Outra forma de criar "emprego" é o de apoiar projectos de inovação, muitas vezes estes projectos podem ser em regime de voluntariado, por exemplo a criação de um departamento de inovação nas universidades, com o objectivo de não desenvolver estudos ou doutoramentos, mas sim tecnologia, dar oportunidade a profissionais desempregados de junto das universidades usarem meios de laboratório e outros que muitas vezes passam mais tempo parados que a produzir, para projectos de inovação, de criação de tecnologias ligadas à energia, materiais, biotecnologia, etc. Há tanto equipamento disponível e algum com muito pouca utilização.

Proibição de despedimento em empresas com lucros.

Como se previne o risco de fecho das empresas? De levarem a sua produção para outro local. Como se proíbe uma empresa de mudar a sua orgânica? Que empresas querem estar num país assim?
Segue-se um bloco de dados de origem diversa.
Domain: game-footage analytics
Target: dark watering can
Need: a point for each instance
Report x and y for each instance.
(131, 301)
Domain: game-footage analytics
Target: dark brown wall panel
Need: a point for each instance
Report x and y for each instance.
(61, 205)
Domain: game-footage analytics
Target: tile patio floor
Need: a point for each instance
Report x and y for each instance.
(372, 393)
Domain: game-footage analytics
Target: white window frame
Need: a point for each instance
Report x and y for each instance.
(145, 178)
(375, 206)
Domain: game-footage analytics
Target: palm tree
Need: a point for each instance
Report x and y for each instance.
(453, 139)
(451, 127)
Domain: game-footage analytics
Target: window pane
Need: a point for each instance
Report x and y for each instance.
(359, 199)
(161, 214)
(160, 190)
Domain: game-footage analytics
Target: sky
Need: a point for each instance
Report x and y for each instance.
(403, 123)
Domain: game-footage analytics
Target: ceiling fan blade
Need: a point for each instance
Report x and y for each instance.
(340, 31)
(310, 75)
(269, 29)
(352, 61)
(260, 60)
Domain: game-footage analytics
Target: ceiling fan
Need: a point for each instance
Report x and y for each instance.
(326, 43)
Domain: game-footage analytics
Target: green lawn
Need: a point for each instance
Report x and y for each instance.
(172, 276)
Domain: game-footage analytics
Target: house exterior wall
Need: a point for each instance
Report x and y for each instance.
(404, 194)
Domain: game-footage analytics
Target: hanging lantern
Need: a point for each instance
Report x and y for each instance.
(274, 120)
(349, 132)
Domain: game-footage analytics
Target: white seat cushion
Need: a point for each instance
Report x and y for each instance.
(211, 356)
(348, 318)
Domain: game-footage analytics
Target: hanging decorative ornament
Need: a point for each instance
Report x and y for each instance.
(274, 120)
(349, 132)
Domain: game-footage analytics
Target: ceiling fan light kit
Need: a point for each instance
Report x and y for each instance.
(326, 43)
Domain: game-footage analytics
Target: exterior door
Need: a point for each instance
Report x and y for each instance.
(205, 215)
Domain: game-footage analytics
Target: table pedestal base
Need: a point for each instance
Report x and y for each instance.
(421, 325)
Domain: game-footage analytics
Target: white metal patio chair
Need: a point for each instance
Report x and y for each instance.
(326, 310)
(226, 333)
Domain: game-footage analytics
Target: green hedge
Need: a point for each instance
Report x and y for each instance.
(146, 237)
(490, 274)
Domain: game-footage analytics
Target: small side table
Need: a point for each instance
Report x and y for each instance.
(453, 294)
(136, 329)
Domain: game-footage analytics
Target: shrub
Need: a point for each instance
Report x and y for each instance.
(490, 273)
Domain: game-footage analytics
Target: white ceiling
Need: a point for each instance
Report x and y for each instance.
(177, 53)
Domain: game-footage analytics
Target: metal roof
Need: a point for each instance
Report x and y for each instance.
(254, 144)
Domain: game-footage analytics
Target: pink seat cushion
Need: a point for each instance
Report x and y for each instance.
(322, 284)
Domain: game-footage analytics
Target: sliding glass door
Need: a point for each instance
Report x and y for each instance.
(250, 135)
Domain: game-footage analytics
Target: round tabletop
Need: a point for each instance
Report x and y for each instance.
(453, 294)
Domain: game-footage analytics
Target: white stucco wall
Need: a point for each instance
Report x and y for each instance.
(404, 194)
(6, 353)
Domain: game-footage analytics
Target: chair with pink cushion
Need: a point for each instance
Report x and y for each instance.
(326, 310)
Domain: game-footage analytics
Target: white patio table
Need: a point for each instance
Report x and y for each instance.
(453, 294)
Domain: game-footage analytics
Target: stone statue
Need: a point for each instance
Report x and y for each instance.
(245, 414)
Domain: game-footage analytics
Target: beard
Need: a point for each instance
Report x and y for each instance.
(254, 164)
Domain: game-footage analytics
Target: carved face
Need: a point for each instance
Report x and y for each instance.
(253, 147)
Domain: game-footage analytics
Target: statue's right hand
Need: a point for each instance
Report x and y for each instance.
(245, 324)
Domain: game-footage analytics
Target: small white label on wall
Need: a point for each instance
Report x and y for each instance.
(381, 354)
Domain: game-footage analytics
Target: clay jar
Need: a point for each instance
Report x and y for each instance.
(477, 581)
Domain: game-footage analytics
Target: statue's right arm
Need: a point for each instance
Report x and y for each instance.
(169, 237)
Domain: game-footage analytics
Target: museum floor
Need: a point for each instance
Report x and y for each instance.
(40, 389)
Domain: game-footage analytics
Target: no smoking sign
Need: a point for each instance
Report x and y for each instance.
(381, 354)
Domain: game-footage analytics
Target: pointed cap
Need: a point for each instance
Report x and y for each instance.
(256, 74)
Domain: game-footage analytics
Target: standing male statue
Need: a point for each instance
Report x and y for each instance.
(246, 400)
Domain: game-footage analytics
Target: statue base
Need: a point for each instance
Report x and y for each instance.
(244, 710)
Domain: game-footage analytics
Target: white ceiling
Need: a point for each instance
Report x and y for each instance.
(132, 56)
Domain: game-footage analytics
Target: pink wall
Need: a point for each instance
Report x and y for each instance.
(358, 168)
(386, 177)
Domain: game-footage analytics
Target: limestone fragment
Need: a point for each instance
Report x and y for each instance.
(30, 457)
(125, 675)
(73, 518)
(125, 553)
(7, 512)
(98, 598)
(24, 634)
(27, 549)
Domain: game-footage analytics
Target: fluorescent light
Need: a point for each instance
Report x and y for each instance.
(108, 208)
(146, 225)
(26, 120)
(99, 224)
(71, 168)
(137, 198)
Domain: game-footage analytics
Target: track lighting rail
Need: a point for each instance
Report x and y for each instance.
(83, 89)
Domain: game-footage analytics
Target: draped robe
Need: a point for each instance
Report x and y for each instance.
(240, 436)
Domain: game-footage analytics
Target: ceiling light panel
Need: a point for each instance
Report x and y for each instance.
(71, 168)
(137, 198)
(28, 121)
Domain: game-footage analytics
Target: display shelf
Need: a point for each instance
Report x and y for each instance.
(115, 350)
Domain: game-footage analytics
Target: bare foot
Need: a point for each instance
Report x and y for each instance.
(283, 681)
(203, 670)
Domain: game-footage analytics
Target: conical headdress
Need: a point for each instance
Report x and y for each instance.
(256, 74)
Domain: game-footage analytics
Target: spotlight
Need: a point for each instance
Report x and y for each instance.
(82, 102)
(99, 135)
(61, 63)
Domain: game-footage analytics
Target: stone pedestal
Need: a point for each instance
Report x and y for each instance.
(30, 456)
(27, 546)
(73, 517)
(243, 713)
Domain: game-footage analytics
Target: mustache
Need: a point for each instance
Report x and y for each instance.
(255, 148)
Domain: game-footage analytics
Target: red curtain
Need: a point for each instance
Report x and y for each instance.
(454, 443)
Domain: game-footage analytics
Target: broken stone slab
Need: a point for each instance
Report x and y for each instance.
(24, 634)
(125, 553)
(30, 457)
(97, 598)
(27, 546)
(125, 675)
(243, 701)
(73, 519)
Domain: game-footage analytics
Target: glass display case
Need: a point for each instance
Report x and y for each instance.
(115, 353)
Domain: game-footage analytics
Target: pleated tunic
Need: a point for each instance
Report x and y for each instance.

Esta medida é das tais que tem de ser muito bem explicada, com um título destes nenhuma empresa quererá investir num processo sem contrapartidas sérias.

A grande medida é como se incluem os trabalhadores não nas reclamações mas na gestão da empresa, como se envolvem as pessoas de modo a que todas compreendam que o distanciamento entre administração e trabalhadores não faz sentido, que no mundo de hoje todos os meios têm de sentir para que estão a trabalhar, que o lucro não é o objectivo final mas a garantia de sobrevivência e do projecto da empresa pois o lucro é que paga o projecto, senão os empresários punham o dinheiro a render juros em vez de abrirem empresas.

2. Reorientação do investimento público para uma prioridade: reabilitação urbana

Os grandes investimentos são precisos a curto prazo onde têm efeito para combater a recessão: na reabilitação urbana, com a criação complementar de uma Bolsa de Arrendamento.

Sim, concordo em absoluto, é a minha área profissional e sem duvida que esse tipo de construção produz muito mais emprego directo de curto prazo que fazer auto-estradas e aeroportos, contudo reabilitação urbana é um tema que vai desde o arranjo do passeio até ao arranjo do monumento nacional, ou da rua até à criação de bairros sociais. Mais uma vez acho essencial definir objectivos.

Deixo o exemplo de Abu Dhabi, que está a criar uma nova cidade para 250.000 habitantes onde toda a energia virá de fontes renováveis, é um projecto megalómano, mas pensando no potencial que um projecto destes tem, das tecnologias que serão desenvolvidas para o mesmo, para o potencial de marketing que tem, do emprego directo e indirecto que vai produzir, só pode dar certo. Claro que ninguém refere a energia não renovável que vai ser consumida para o realizar, mas é a ideia que vale, não a forma de a atingir.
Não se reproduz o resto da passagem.